From: Joerg Baumgartner <joe_at_toppoint.de>
Date: Thu, 19 May 2005 13:19:58 +0200 (CEST)


Once more I find the term "Celts" narrowed to the strange minority of island Celts when there was half a continent of continental celts to watch. Hallstatt era Heuneburg or La Tene-era Manching are pretty good analogues for the Kerofinelan Heortlings, too. Plus of course Gaul.

These people managed to absorb both Roman invaders and Germanic invaders to form the Bavarians (though not the Suebes - later "Schwaben") in Roman Norica. Both they and the Suebe descended upper Rhine people provided the Saxon and Viking era with metal goods.

The inland Germanic tribes all came from around the Baltic and North Sea, and even after generations of inland migration (e.g. the Vandals, Langobards) returned to sea-based raiding (or trading) fairly naturally wherever the opportunity was found. On the other hand, former naval raiders like the Saxons which left Britain and settled in Thuringia left those careers behind without changing their culture much.

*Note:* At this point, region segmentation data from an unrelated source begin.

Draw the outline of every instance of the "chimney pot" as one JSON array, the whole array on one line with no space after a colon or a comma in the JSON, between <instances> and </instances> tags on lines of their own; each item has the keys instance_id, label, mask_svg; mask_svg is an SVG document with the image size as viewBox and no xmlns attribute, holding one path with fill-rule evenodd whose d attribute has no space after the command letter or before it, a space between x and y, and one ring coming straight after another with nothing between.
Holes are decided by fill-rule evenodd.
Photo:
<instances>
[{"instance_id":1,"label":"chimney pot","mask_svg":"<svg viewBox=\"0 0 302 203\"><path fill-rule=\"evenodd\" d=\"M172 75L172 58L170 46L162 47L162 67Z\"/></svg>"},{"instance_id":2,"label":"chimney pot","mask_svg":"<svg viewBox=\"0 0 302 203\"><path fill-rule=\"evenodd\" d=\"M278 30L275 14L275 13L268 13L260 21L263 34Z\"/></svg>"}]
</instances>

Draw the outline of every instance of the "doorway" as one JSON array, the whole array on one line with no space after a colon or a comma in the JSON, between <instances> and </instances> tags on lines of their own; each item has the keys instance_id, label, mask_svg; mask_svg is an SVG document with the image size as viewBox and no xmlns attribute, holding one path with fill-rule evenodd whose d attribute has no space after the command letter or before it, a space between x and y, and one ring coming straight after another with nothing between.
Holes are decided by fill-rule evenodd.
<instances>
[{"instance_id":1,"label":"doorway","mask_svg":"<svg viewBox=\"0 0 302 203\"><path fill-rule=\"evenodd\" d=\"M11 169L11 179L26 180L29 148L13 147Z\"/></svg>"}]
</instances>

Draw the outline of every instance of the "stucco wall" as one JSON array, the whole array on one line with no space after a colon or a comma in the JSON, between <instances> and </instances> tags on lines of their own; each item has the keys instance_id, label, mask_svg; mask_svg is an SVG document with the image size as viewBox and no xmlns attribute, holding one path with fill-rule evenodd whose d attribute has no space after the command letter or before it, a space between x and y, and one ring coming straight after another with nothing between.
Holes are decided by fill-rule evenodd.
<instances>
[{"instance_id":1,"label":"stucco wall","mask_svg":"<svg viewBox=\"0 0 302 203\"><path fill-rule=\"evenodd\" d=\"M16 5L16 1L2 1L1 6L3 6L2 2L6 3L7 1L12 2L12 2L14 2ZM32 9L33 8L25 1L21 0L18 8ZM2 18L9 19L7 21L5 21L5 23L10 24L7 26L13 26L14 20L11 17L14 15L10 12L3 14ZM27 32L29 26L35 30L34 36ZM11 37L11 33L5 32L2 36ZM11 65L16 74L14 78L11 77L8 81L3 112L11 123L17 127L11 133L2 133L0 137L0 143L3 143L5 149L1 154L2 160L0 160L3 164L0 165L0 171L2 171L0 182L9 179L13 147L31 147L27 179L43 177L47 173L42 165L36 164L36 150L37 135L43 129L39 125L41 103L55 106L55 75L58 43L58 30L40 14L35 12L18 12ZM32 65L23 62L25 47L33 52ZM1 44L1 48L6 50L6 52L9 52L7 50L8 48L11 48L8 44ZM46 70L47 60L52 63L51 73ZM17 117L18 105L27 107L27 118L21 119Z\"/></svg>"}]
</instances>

The western Slavs differed only little from the Vikings except for their native gods, fairly little of whom had been held down in writing (unlike the Iceland skaldic literature or the Welsh and Irish oral traditions which survived the advent of christianity). What little there might have been was burned by Louis the Pious, son of Charlemagne, along with a huge collection of non-naval inland Germanic traditions.

So, unlike textual evidence which we have only for the island cultures, for material culture we can draw on a much larger area of "hill barbarians".